Tuesday, August 5, 2008

The Stray Cat Strut

Several weeks ago, as I lay on the radiation table getting my radiation treatment, the radio station that was playing over the loudspeakers played the song "Stray Cat Strut". It was a song that just happened to fit my mood that day.

Every time I do radiation, I would visualize different ways that the cancer cells were dying and going away. Sometimes, I thought of it like a nuclear blast (sorta like that nightmare Sarah Connor had in those Terminator movies), knocking down the cancer cells in their path. Sometimes, the radiation was like a commando walking around corners and blasting each cell. Sometimes, it was a healing light, cleaning up the whole dang mess. Sometimes, with a slower song, I imagined sauntering along and sweeping away the cancer. (It's interesting, I think, that I used a war image at first . . . that mellowed as the treatments continued. Hmm, what does that say? I think perhaps that there were so many cells to be destroyed at first, and then it was finding and cleaning up the last stragglers, which required a subtler method.)

(Or maybe I'm just full of s#$t!)

But the day I heard Stray Cat Strut, I imagined myself dancing along, either doing a hip bump on each cancer cell and knocking it down and out of my system. Or, it was like Willie Wonka (Gene Wilder in the original) when they went into the Candy Room and he would do this skipping dance step and kick those large balloon candy-fruit things.

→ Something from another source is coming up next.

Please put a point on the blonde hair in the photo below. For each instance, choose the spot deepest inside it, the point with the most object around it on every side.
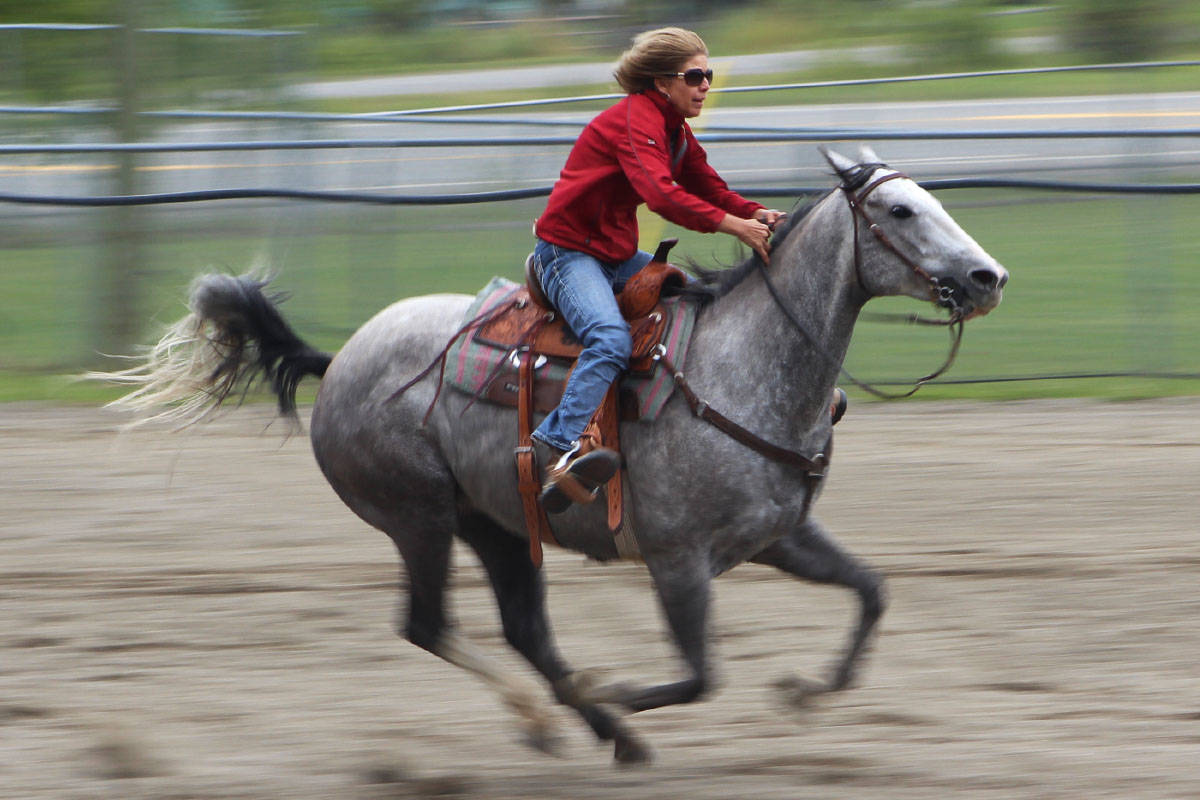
(655, 53)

I was kicking the cancer cells out of my way.

I've decided that I liked that image a lot and so when I remember and I'm laying in bed (trying to get back to sleep usually), I turn the song on in my head and imagine dancing through all the bones that had those bb-sized tumors and hip-bumping or skip-kicking them out of my system.

Now, I've decided that I'm going to design an abstract mandala and color it. It will be called The Stray Cat Strut. I will post a picture when I'm done!

1 comment:

Wendy S. Harpham, MD said...

This imagery is great! Looking forward to seeing how the picture you put in a future post compares to what you painted in my mind.